Я вспомнил все до мельчайших деталей. Мы ехали на велосипедах домой, у меня разболелась голова, меня затошнило. Мы остались в лесу, спрятались в тени деревьев. Я блеванул в траву и уселся под деревом, а Оля ругала меня за то, что я не надел кепку, поэтому схватил солнечный удар, и со мной приходится возиться, как с малышом. Потом я устал от ее наставлений и включил Ворчуна. Только так я мог справиться с напором обвинений. Ворчун не стеснялся в выражениях или не держал язык за зубами, он назвал Олю глупой сукой. Они стали препираться, а я просто наблюдал за этим. И в какой-то момент Оля набросилась на меня и ударила по лицу. Тогда Ворчун с катушек слетел.

Но Ворчун был мной. Это был я.

Я вскочил, пнул ее в живот, схватил большой камень, бросил в нее, попал в голову. Оля вскрикнула и упала на землю. Тогда я бросился на нее, схватил тот же камень. Она кричала и сопротивлялась, а я придавил ее руки к земле коленями, бил ее и бил, пока зубы не рассыпались по траве, пока я весь не заляпался в крови. Ее глаза вытекли по щекам, а кожа свисала лохмотьями.

Когда она перестала сопротивляться, я оттащил ее в лес, сбросил в ручей и смотрел, как она там плавает, пуская пузыри.
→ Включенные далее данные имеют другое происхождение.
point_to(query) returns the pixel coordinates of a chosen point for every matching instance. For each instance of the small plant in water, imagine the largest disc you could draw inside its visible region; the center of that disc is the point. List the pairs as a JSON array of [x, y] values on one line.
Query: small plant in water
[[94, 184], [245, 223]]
Потом я вымыл камень в ручье, и бросил его в воду чуть выше по течению.

После я вышел на дорогу и направился домой, оставив велосипеды. В какой-то момент мое дыхание стало прерываться стонами. Я стал разглядывать руки, одежду, а потом в голос заорал. И так я брел по дороге, ревел и кричал, дергал волосы на голове и пускал слюни.

Они нашли ее. Нашли в тот же день.

Меня допрашивали врачи и милиция. Думаю, что они подозревали, но никто напрямую не утверждал, что я могу быть виноват. Мне было десять, кто на полном серьезе мог обвинить ребенка в таком жестоком убийстве? Они искали подозрительных людей, не местных, каких-нибудь психов с дубиной. Думаю, они не нашли тот камень, потому что иначе бы моя жизнь сложилась по-другому.

Я все забыл. Никакой гипноз не смог достать из меня эпизод убийства. Память скрыла обстоятельства не только от полиции и врачей, но и от меня.

Даже от меня самого.

Но теперь-то я помню. Я вижу. Вижу так отчетливо, будто это происходит прямо сейчас. Я вернулся в прошлое, вернулся в тот день. И я убиваю ее раз за разом, изо дня в день. Я вижу все до мельчайших подробностей, как на замедленных кадрах. Кожа на лице Оли рвется. Крошки зубов вываливаются изо рта вместе с разорванными губами. Ее глаз медленно вытекает, перемешиваясь с кровью. Ее вопли переходят в вой, она захлебывается, она страдает. Она тянет ко мне руки, а я ломаю пальцы тем же камнем. И снова бью ее в лицо. Оно превращается в месиво. Я снова и снова тащу ее по лесу, тащу и называю глупой сукой. Я кричу и смеюсь так громко, что белки и птицы шарахаются в разные стороны. Мое сознание предпочитает не высовываться, память заталкивает все события так глубоко, что только происшествие на трассе с летальным исходом для всех пассажиров способно освободить воспоминания.